A 1960s Experiment Enters the Market
Amitron is an advanced experimental electric subcompact car — think Smart Car — built in 1967 as a collaboration between American Motors Corporation (AMC) and Gulton Industries. It has advanced battery design and can go 150 miles (240 km) on a single charge. Due to cost and other issues, the little car never gets fully developed until 1977 when it is revived as the Electron, one of AMC’s “Concept 80” show cars.
A Spark of Swedish Ingenuity
The concept car is nothing new for Volvo. The Venus Bilo — an innovative aerodynamically inclined vehicle — is prototyped in 1933, five years before GM's 1938 Harley Earl designed Buick Y-Job, long-thought to be the first ever concept car. This research and development continues through each decade, allowing the company to learn from each concept to inform a production model. When the straightforward - named Volvo Electric Car is tested in 1977, it is two decades before the Daimler Smart Fortwo — now most commonly known as Smart Car — but comes at the wrong time and never gets beyond the prototype stage. While it can travel through the city on a single charge for up to two hours, the inconsistent handling and heavy weight push it back to the drawing board until the world is ready for the environmentally friendly compact.
Interest in Electric Cars Fades
While the energy crisis prompts a resurgence in electric car interest, the vehicles still have drawbacks compared to their gas-powered alternatives. With limitations in performance and range, slower speeds, and a higher price tag, by the close of the 70s the renewed appeal of battery-powered automobiles once again fades.
The Second Oil Shock Felt 'Round the World'
Shah Mohammad Reza Pahlavi’s reign collapses in Iran in late 1978, a culmination of the Iranian Revolution begun earlier that year and the leadership of the grand ayatollah of the Islamic republic, Sheikh Khomeini. This leads to a 7 percent decline of global oil production from the embattled country — output down by 4.8 million barrels a day — sending some into hoarder mode of petrol supplies and a giant rise in prices at the pump. While not as severe as the crisis in 1973, the U.S. population in particular panics, racing to gas stations to purchase fuel in droves, and leading to a call for rationing and long lines to get a fill-up or even a few gallons. It is estimated that Americans waste upwards of 150,000 barrels of oil per day idling their engines in these lines.
The Red Bug Gets a Hybrid Sibling
Briggs & Stratton, more commonly known for its outdoor power equipment engines — and the infamous Red Bug, once the world’s least expensive car—presents the six-wheeled B & S Hybrid.

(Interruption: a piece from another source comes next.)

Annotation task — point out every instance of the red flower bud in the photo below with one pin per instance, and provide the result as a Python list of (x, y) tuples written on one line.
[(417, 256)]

Running both on gas and an electric - only plug-in, the unique vehicle is given two additional wheels to help with the heavy battery load — it runs on a 1,000-pound pack. It travels between 30 - 60 mi (48.3 - 96.6 km) on electric before needing to switch over to gas. When it’s in hybrid mode, the car that combines parts and looks from the Volkswagen Scirocco, Ford Pinto and an electric six-wheeled car by the Canadian-based Marathon Electric Car Company can go up to 200 miles (321.87 km) without needing a charge or fill-up. Economical, but exceedingly slow — its top speed is 49.71 mph (80 km/h) and takes up to a full minute to reach 37.3 mph (60 km/h)—the car never goes to production.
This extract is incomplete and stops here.